Rechunking

Terms

Rechunking

The process of rewriting an existing ZVF store with a different chunk_shape (and optionally a different bin_shape). Rechunking produces a new store; the original is not modified in-place unless explicitly requested.

In-place rechunking

Rechunking that overwrites the source store. Supported by zarr_vectors.rechunk.rechunk(path, spec) when output is left as None: the engine writes to a sibling <name>.rechunked directory, renames the source to <name>.backup, moves the new store into place, and deletes the backup. The source path identifier is preserved across the swap.

Out-of-place rechunking

Rechunking that writes to a new destination path. The original store is preserved. This is the default behaviour.

Chunk boundary crossing

When rechunking from a fine chunk_shape to a coarser one, vertices that were in separate source chunks may end up in the same destination chunk. When rechunking from a coarse chunk_shape to a finer one, vertices that were in the same source chunk may end up in different destination chunks.

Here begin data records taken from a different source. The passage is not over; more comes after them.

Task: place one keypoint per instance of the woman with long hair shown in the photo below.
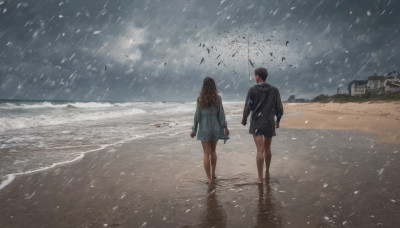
(209, 125)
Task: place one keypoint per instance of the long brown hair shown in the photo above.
(208, 97)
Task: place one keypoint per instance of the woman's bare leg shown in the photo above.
(259, 141)
(213, 159)
(206, 159)
(267, 155)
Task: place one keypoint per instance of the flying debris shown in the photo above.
(251, 63)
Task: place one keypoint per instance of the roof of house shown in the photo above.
(391, 84)
(376, 77)
(359, 82)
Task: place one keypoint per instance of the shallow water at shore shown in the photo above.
(319, 178)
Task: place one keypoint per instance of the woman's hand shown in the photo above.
(226, 131)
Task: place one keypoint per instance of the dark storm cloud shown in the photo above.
(151, 50)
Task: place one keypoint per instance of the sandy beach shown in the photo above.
(332, 165)
(382, 119)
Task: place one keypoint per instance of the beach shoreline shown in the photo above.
(337, 177)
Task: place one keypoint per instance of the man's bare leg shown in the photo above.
(267, 155)
(259, 141)
(213, 159)
(206, 159)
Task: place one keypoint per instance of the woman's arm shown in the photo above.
(222, 118)
(195, 121)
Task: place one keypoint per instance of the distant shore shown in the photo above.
(381, 118)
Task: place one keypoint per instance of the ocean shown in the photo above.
(36, 136)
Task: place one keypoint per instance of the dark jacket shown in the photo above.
(264, 103)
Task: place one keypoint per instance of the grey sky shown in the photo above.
(150, 50)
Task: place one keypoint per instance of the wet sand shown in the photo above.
(380, 118)
(319, 178)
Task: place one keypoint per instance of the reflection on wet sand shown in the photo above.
(214, 214)
(267, 216)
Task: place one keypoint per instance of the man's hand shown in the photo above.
(226, 131)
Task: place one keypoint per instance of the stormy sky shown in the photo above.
(154, 50)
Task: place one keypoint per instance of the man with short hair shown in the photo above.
(264, 102)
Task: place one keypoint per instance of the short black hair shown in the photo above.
(262, 72)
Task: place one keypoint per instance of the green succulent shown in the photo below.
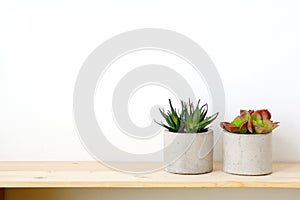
(190, 119)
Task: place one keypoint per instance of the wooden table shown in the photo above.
(95, 175)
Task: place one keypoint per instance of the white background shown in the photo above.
(254, 44)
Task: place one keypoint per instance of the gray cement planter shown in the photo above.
(247, 154)
(188, 153)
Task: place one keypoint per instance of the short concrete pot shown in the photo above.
(188, 153)
(247, 154)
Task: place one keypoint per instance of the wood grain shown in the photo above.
(1, 194)
(95, 175)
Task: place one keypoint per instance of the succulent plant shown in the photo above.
(190, 119)
(250, 121)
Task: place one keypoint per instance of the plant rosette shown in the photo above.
(188, 142)
(247, 143)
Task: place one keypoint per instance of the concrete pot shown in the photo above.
(247, 154)
(188, 153)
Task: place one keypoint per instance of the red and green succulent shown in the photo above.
(250, 121)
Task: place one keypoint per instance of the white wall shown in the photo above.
(254, 44)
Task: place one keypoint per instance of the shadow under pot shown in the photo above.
(188, 153)
(247, 154)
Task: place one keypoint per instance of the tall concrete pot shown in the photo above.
(188, 153)
(247, 154)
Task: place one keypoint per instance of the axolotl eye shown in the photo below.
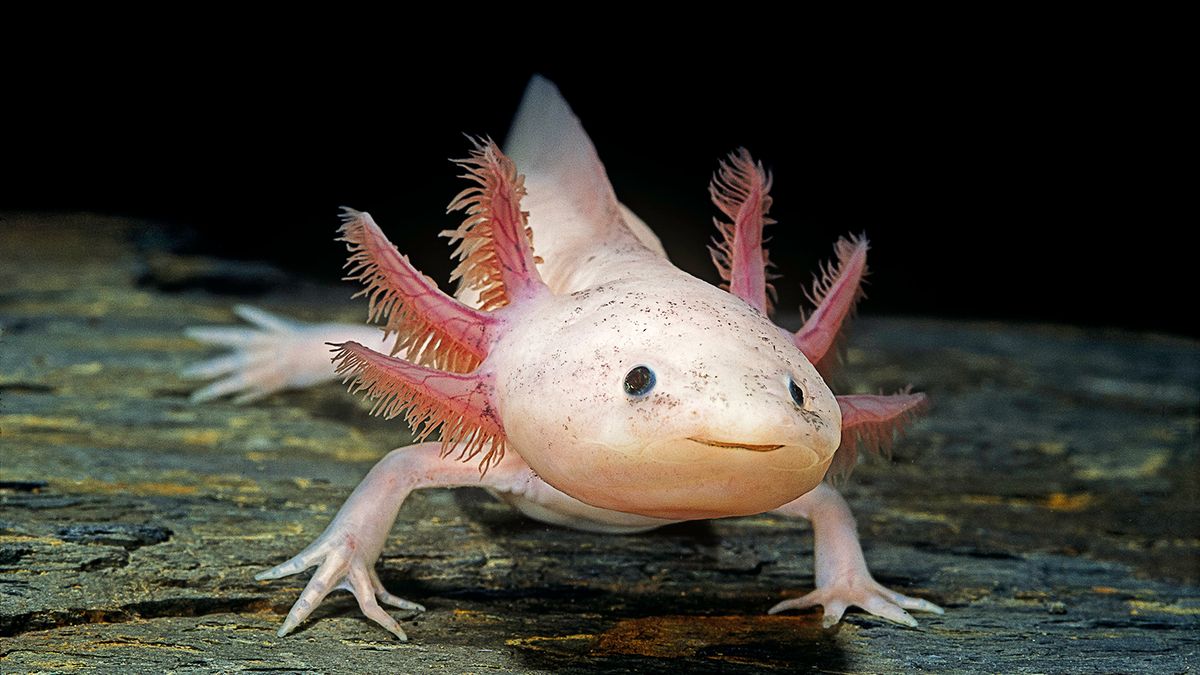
(797, 393)
(639, 381)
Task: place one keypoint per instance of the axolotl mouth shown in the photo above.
(763, 448)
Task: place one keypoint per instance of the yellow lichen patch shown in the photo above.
(199, 436)
(85, 369)
(1150, 466)
(217, 531)
(673, 637)
(475, 616)
(29, 539)
(35, 422)
(90, 485)
(1062, 501)
(552, 641)
(1138, 607)
(984, 500)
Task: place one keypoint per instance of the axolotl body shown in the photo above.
(579, 375)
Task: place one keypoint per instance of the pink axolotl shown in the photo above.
(580, 376)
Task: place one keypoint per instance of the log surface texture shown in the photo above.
(1049, 502)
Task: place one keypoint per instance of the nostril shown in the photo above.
(797, 393)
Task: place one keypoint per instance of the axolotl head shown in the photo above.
(665, 396)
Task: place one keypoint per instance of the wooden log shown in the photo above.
(1049, 502)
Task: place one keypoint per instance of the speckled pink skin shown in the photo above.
(719, 435)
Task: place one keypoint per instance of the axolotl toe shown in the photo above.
(586, 381)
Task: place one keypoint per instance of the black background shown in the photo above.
(1008, 179)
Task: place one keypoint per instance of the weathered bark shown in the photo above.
(1049, 502)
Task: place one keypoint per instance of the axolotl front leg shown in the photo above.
(841, 575)
(270, 354)
(346, 553)
(741, 190)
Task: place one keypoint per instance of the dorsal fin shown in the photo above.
(549, 144)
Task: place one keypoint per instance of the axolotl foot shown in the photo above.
(862, 591)
(340, 566)
(843, 578)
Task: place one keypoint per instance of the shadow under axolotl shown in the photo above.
(671, 609)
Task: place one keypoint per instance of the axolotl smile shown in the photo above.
(738, 422)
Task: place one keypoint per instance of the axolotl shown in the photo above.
(579, 375)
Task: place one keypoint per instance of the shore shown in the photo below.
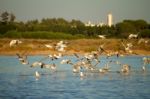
(81, 46)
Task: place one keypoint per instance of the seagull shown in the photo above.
(37, 63)
(14, 42)
(22, 59)
(125, 68)
(67, 61)
(37, 75)
(60, 46)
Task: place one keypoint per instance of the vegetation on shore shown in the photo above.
(37, 46)
(56, 28)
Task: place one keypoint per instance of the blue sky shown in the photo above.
(84, 10)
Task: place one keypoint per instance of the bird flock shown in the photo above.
(88, 62)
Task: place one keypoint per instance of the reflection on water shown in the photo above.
(18, 81)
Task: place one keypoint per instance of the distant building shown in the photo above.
(89, 24)
(109, 20)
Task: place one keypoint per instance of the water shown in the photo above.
(18, 81)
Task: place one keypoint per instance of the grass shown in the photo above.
(41, 35)
(76, 45)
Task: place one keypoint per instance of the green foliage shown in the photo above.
(57, 28)
(42, 35)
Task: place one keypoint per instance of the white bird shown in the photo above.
(143, 68)
(125, 68)
(102, 36)
(22, 59)
(37, 75)
(14, 42)
(48, 46)
(81, 74)
(60, 46)
(132, 36)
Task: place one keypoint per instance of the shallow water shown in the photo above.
(18, 81)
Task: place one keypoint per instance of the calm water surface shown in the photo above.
(18, 81)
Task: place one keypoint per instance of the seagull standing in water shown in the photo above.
(37, 75)
(14, 42)
(22, 59)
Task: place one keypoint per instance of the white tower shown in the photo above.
(109, 19)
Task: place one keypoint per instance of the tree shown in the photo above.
(4, 17)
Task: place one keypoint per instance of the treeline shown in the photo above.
(60, 28)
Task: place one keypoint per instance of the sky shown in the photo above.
(85, 10)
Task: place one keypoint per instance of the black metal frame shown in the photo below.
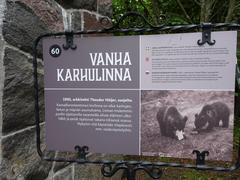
(109, 168)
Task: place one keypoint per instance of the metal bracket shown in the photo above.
(69, 41)
(238, 76)
(206, 35)
(130, 169)
(82, 152)
(200, 157)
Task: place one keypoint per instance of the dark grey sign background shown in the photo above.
(80, 58)
(65, 135)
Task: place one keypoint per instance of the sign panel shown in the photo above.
(141, 95)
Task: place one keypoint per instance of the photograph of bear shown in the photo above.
(170, 118)
(212, 115)
(171, 122)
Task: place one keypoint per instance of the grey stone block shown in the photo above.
(18, 92)
(20, 158)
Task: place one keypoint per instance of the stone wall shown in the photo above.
(21, 22)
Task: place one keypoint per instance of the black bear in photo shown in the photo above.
(171, 122)
(211, 115)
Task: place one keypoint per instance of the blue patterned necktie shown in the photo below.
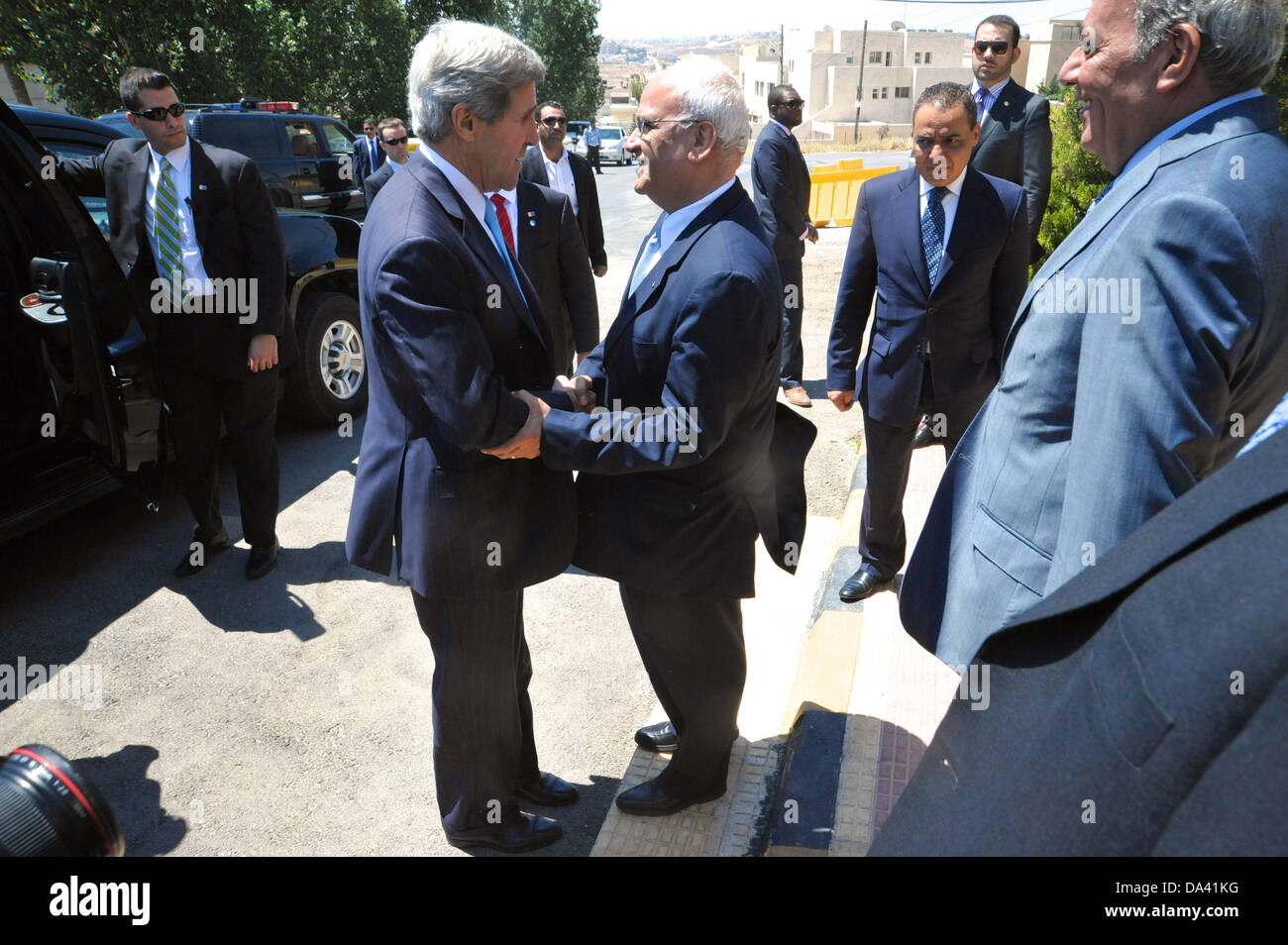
(493, 228)
(166, 231)
(932, 231)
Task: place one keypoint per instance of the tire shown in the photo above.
(331, 376)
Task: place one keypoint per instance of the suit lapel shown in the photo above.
(1240, 485)
(907, 211)
(478, 240)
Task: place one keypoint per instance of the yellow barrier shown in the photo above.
(833, 191)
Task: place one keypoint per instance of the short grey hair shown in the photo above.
(460, 62)
(1241, 39)
(945, 95)
(708, 91)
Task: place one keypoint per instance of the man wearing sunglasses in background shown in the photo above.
(181, 215)
(393, 142)
(553, 165)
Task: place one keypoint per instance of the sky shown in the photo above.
(625, 20)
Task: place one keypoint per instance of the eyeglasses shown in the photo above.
(645, 125)
(160, 111)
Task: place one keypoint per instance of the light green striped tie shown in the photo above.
(166, 232)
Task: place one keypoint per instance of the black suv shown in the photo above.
(305, 159)
(82, 411)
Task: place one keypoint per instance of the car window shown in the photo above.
(303, 138)
(336, 140)
(97, 206)
(253, 137)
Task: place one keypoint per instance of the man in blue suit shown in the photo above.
(780, 181)
(692, 458)
(452, 327)
(944, 249)
(1150, 343)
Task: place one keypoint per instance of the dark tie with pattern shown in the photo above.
(932, 231)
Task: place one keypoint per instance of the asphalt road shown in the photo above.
(291, 716)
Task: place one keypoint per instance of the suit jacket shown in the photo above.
(1145, 347)
(964, 316)
(1154, 685)
(780, 181)
(554, 258)
(1016, 145)
(588, 198)
(237, 232)
(700, 338)
(445, 353)
(362, 165)
(373, 183)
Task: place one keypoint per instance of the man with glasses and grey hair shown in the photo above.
(1153, 340)
(452, 327)
(677, 472)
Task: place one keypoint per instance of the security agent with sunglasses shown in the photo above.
(391, 136)
(183, 214)
(1014, 124)
(670, 502)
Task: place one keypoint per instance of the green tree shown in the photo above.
(563, 34)
(1077, 175)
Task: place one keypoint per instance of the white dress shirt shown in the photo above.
(180, 159)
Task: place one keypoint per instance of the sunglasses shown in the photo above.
(160, 112)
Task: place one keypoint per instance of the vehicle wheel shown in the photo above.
(331, 374)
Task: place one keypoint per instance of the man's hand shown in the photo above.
(263, 353)
(524, 445)
(578, 390)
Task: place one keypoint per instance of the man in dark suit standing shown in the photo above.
(945, 252)
(541, 224)
(554, 166)
(1141, 708)
(780, 181)
(197, 237)
(391, 136)
(1014, 123)
(452, 327)
(368, 155)
(677, 473)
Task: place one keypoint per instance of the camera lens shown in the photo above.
(47, 808)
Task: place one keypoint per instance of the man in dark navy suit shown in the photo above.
(679, 472)
(945, 252)
(454, 327)
(780, 181)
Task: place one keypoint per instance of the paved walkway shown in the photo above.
(806, 649)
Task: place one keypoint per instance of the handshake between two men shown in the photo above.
(526, 445)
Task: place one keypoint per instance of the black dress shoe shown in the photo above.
(658, 738)
(185, 568)
(549, 790)
(519, 836)
(861, 586)
(653, 799)
(262, 561)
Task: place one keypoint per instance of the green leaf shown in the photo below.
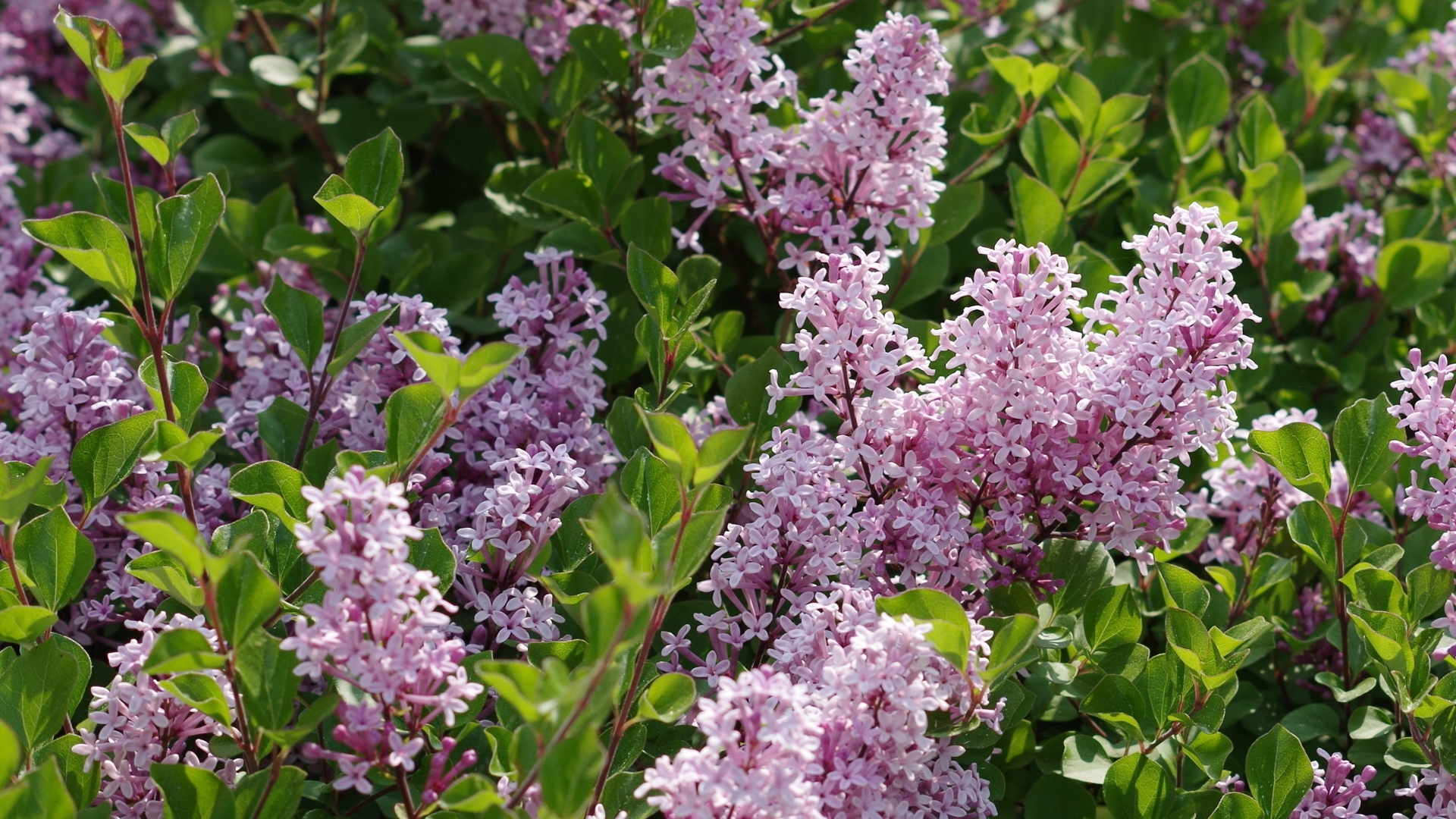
(178, 130)
(185, 224)
(1078, 101)
(1301, 452)
(265, 679)
(1197, 104)
(83, 664)
(273, 487)
(428, 352)
(620, 538)
(471, 793)
(672, 34)
(12, 757)
(356, 337)
(654, 284)
(1312, 722)
(570, 770)
(114, 206)
(431, 554)
(22, 484)
(1237, 806)
(1277, 193)
(152, 142)
(413, 417)
(1014, 637)
(1307, 44)
(171, 534)
(696, 541)
(673, 444)
(601, 50)
(281, 428)
(1037, 209)
(165, 573)
(118, 83)
(193, 793)
(353, 210)
(95, 245)
(376, 168)
(648, 223)
(570, 191)
(180, 651)
(201, 692)
(1277, 771)
(41, 795)
(718, 450)
(36, 691)
(1407, 757)
(246, 598)
(1429, 588)
(1052, 152)
(1059, 798)
(1363, 435)
(80, 784)
(107, 455)
(1097, 177)
(1408, 271)
(191, 450)
(55, 557)
(93, 39)
(1184, 589)
(25, 624)
(1117, 111)
(1138, 787)
(1310, 528)
(283, 798)
(1188, 640)
(500, 67)
(297, 243)
(954, 210)
(747, 395)
(1110, 620)
(667, 698)
(484, 365)
(1014, 69)
(1260, 136)
(185, 382)
(598, 152)
(300, 319)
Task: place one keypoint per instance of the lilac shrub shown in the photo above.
(727, 410)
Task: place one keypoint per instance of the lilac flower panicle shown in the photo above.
(1427, 413)
(835, 727)
(1335, 793)
(856, 165)
(139, 725)
(382, 627)
(1435, 795)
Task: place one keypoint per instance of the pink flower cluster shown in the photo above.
(835, 727)
(856, 165)
(1427, 413)
(541, 24)
(1335, 795)
(1347, 243)
(1379, 153)
(1439, 803)
(382, 627)
(1251, 500)
(957, 482)
(140, 725)
(46, 55)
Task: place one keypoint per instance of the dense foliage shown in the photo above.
(727, 409)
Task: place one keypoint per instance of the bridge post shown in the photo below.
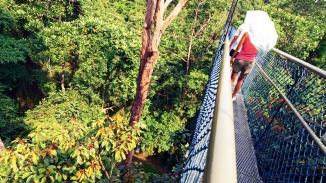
(221, 156)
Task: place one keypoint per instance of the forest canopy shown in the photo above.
(68, 71)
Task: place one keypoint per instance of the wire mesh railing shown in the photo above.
(287, 142)
(193, 170)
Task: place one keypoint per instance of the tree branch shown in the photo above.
(173, 14)
(166, 4)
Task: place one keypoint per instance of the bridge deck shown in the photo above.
(246, 159)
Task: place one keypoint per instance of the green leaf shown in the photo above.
(43, 180)
(79, 160)
(33, 169)
(35, 159)
(26, 175)
(29, 179)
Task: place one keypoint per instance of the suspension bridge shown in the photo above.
(275, 131)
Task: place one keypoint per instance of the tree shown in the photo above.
(150, 53)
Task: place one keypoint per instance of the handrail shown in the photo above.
(302, 63)
(303, 122)
(221, 155)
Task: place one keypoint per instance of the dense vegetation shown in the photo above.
(68, 72)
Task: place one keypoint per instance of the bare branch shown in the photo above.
(202, 26)
(166, 4)
(173, 14)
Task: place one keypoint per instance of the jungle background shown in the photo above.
(68, 71)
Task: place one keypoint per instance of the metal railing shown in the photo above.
(285, 100)
(221, 158)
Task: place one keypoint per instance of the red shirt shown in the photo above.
(248, 51)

Cross-chunk link invalidation

When rechunking a polyline or streamline store, all cross_chunk_links must be recomputed, because the chunk boundaries change.


Introduction

Because chunk_shape controls the physical file layout, it cannot be modified without rewriting the underlying data. Rechunking is the operation that achieves this. It reads all vertices from the source store (chunk by chunk), re-assigns each vertex to its chunk in the destination layout, and writes the result.

Rechunking is relatively rare in practice: most users choose chunk_shape once before writing and do not change it. The most common scenario is discovering, after writing a large dataset, that the chosen chunk_shape is poorly matched to the actual query access pattern.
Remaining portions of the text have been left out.